We thus agree with the district court that these circumstances do not overshadow the facts suggesting voluntariness, which are that Housel initiated the contact with Latty and “unequivocally waived his right to have Britt present.”  (R.7-76 at 53.)   The district court therefore properly rejected this claim, too.

IV. Conclusion

For the foregoing reasons, we affirm the district court's denial of relief.



1.   The pre-1996 version of § 2254 governs this petition because it was filed in 1994.  Lindh v. Murphy, 521 U.S. 320, 327, 117 S.Ct. 2059, 2063, 138 L.Ed.2d 481 (1997).

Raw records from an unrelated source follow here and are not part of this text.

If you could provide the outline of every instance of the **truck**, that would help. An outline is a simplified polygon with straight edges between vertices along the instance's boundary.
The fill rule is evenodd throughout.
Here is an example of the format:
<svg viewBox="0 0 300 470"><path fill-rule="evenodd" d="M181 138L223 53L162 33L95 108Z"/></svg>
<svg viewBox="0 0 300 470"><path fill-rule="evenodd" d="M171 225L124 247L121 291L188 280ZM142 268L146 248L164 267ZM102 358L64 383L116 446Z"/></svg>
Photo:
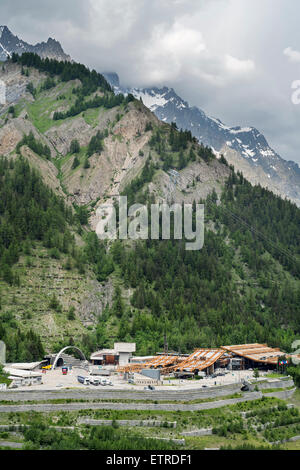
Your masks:
<svg viewBox="0 0 300 470"><path fill-rule="evenodd" d="M90 385L90 379L89 377L84 377L83 375L78 375L77 380L79 383L83 385Z"/></svg>
<svg viewBox="0 0 300 470"><path fill-rule="evenodd" d="M101 383L101 379L97 378L97 377L89 377L89 382L91 385L100 385Z"/></svg>

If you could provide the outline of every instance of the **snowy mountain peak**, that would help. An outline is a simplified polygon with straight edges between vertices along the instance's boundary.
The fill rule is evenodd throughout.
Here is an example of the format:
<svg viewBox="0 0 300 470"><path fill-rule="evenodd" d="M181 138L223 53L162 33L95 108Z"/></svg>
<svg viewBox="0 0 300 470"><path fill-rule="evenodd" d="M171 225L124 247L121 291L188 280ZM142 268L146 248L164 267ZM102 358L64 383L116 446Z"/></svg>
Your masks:
<svg viewBox="0 0 300 470"><path fill-rule="evenodd" d="M255 127L227 126L198 107L190 107L173 88L124 88L118 81L115 91L142 99L161 121L176 122L179 128L190 130L217 157L224 154L250 181L267 186L300 206L299 166L283 160Z"/></svg>
<svg viewBox="0 0 300 470"><path fill-rule="evenodd" d="M70 56L63 51L61 44L53 38L49 38L47 42L32 45L15 36L7 26L0 26L0 60L5 61L14 52L19 55L24 52L35 52L41 57L71 60Z"/></svg>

2.   The district court granted Housel a certificate of probable cause to appeal (CPC).  That was then the proper way in this circuit to permit an appeal on a § 2254 proceeding begun before AEDPA's effective date.   See Franklin v. Hightower, 215 F.3d 1196, 1196 (11th Cir.2000).   But the Supreme Court has since decided that a certificate of appealability (COA) under AEDPA-amended 28 U.S.C. § 2253(c), rather than a CPC, is required for all appeals taken after AEDPA's effective date.   See Slack v. McDaniel, 529 U.S. 473, 120 S.Ct. 1595, 1600, 146 L.Ed.2d 542 (2000).   It is within our discretion to issue a COA when the district court has issued only a CPC.   See Peoples v. Haley, 227 F.3d 1342, 1346 (11th Cir.2000).   We grant a COA covering all the issues that are addressed in this opinion.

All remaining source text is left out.